Proving P(B)>=P(A) using Kolmogrov's axioms

[amai]

Homework Statement

Suppose A is a subset of B. Using the three axioms to establish P(B)≥P(A)

Homework Equations

Axioms...
1. For any event A, P(A)\geq0
2.P(S)=1
3.If events A1,A2... are mutually exclusive, then P(\cupAi)=\sumP(Ai)

The Attempt at a Solution

From the venn diagram I drew, i have...

B=A+\overline{A}B
P(B)=P(A\cup\overline{A}B)
P(B)=P(A)+P(\overline{A}B)

According to axiom 1, P(\overline{A}B)≥0 ... but doesn't that mean i just proved P(B)≤P(A)?

 

[jbunniii]

Does your notation \overline{A}B mean the relative complement of $A$ in $B$, in other words $B \setminus A = B \cap A^c$?
If so, then I agree with your proof.

 

[amai]

Yes, that is what i meant. Maybe the solution is wrong then... i guess i'll have to ask my professor.

 

[jbunniii]

Yes, that is what i meant. Maybe the solution is wrong then... i guess i'll have to ask my professor.

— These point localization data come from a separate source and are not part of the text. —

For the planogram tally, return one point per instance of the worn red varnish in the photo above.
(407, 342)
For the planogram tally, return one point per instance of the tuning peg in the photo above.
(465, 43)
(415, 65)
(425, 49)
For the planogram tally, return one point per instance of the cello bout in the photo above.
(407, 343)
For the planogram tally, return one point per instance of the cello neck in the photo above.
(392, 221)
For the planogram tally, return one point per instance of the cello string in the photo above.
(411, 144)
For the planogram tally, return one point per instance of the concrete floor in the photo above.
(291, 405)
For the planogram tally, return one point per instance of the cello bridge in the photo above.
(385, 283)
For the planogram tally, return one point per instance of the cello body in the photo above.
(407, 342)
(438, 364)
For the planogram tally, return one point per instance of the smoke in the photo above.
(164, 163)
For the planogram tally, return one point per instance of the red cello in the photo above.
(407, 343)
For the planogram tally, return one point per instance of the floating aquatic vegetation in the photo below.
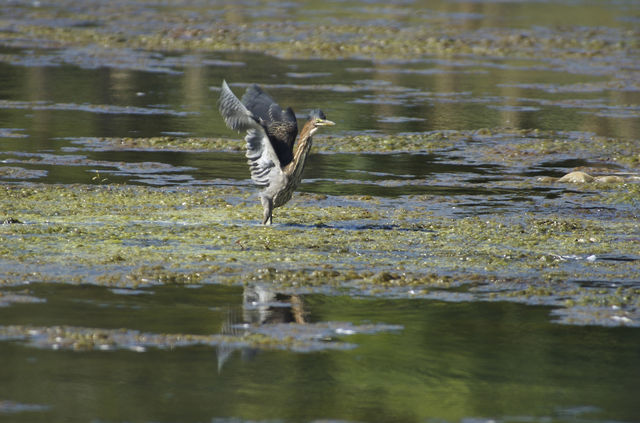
(9, 172)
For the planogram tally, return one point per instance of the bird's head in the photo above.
(318, 119)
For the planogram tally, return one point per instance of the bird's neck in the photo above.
(302, 151)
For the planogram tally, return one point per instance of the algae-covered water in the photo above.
(464, 246)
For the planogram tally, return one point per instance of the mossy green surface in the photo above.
(129, 236)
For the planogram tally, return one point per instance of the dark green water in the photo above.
(450, 361)
(441, 361)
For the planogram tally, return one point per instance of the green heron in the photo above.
(271, 133)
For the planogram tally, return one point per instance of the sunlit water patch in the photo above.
(439, 360)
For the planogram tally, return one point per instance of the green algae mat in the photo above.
(464, 245)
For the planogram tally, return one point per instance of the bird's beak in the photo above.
(324, 122)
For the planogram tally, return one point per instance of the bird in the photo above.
(270, 136)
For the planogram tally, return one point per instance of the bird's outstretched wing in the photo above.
(263, 160)
(281, 125)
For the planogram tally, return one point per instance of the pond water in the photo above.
(442, 361)
(431, 269)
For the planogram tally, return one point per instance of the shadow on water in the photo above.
(421, 358)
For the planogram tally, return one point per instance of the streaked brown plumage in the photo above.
(271, 133)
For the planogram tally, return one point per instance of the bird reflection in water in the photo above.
(260, 306)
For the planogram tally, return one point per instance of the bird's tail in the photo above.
(234, 113)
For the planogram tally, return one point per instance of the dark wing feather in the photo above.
(281, 125)
(263, 161)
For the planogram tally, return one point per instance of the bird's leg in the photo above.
(267, 205)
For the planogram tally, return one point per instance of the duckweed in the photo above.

Sorry, I misread your question:

but doesn't that mean i just proved P(B)≤P(A)?

No, you proved $P(B) \geq P(A)$, just like the question asked. Your obtained this result:
$$P(B) = P(A) + P(B \setminus A)$$
which means that $P(B) \geq P(A)$, since you have to add the nonnegative number $P(B \setminus A)$ to $P(A)$ in order to obtain $P(B)$.